Thursday, August 8, 2013:

We scarcely need to be reminded that guilt or rebellion leads to spiritual poverty. But it was a very long time before we knew we could go even more broke on spiritual pride…
The Best of Bill;
Humility, p. 39
&

False pride and false humility are siblings… conjoined twins. One leads to the other in some sneaky ways that others can spot in us pretty easily but, more often than, not I am blind to its corruption in myself. I find it amusing that it is so very common among political or religious true believers to see it in the opposition but are willingly blind to it in themselves. I have found that this blindness cripples me and that maiming extends all the way up the ladder to the way my other beliefs are employed. It is important that I don’t chide myself for getting pumped up in false pride but to see instead how it began with a real and honest pride that was earned in some cases. Otherwise, I can slip into false humility about what I have actually accomplished.

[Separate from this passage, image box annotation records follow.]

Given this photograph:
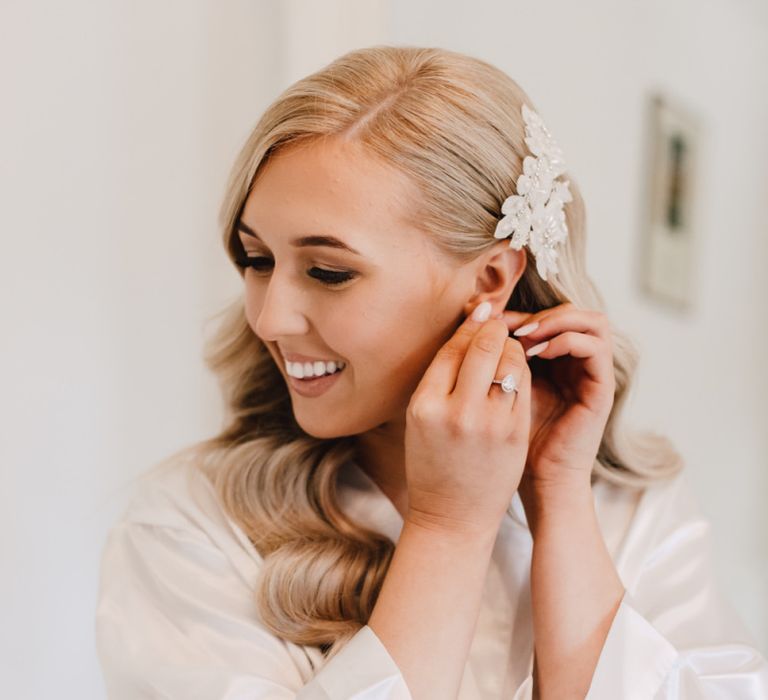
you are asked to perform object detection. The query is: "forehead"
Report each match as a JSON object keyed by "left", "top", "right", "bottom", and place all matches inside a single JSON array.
[{"left": 241, "top": 139, "right": 421, "bottom": 254}]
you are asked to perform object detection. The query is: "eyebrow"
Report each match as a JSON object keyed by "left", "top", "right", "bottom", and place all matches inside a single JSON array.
[{"left": 236, "top": 219, "right": 362, "bottom": 257}]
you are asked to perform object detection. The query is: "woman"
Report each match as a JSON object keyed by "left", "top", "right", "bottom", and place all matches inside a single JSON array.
[{"left": 97, "top": 46, "right": 768, "bottom": 700}]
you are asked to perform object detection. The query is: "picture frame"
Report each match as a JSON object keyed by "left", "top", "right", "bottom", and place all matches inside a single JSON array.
[{"left": 640, "top": 92, "right": 701, "bottom": 311}]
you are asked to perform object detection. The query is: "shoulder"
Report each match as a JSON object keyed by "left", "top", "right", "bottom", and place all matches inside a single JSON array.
[
  {"left": 106, "top": 453, "right": 262, "bottom": 580},
  {"left": 594, "top": 469, "right": 711, "bottom": 583}
]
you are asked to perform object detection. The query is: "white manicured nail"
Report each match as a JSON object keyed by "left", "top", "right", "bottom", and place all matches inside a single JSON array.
[
  {"left": 513, "top": 321, "right": 539, "bottom": 337},
  {"left": 472, "top": 301, "right": 491, "bottom": 321},
  {"left": 525, "top": 340, "right": 549, "bottom": 357}
]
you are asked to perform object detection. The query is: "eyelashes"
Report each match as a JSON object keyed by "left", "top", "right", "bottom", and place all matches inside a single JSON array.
[{"left": 235, "top": 255, "right": 357, "bottom": 286}]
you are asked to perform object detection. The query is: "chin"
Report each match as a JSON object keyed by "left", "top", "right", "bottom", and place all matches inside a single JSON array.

            A good example of this was how shocked the public was when Cassius Clay boasted, “I am the greatest!” and then proceeded to deck Sonny Liston in the first few minutes of the first round. Not only were we taken aback by his proclamation of greatness but were stunned when, as Mohammed Ali, he displayed his ability in the ring before our eyes. Afterwards, he didn’t shy away with an “Awe shucks,” but took credit for what he did to reaffirm his self-appraisal. Had he not acknowledged what he’d done, he would have limited himself with false humility in our eyes. 
           Maybe this example is a bit obscure... False pride evolved from his early evaluation later in his career when he faced George Foreman. That is another story and I don't want to get lost in this analogy. I just love thinking about how Cassius Clay shook up the white establishment of his day... decked "the Bear" and, added to us insult to well deserved injury, to become Mohammed Ali. Yes, I might be the only person now that can admit to betting against him twice back then.
            The poverty of false pride or humility creates obstacles that thwart spiritual progress. I try not to get into my evaluation of it in a moral sense, thus creating unnecessary guilt. We are admonished to strive for spiritual progress and to stay away from striving for spiritual perfection. Nothing of any value at all can be accomplished without taking pride in my labors; to strive always to improve my skills and to never become satisfied with less than that while I am able makes life enjoyable and worthy of a pride that transcends the mundane. There will come a time when age takes away physical and mental agility and strength to persevere. The door shuts but it does me no good at all to accept limitations imposed by a misguided sense of false humility. Spiritual progress is contingent on practice… practice… practice… while I am able. I practice now so that when all my other God-given talents dissipate with time and the only choice left for me is to go out a grumpy old man or a gentle and compassionate one.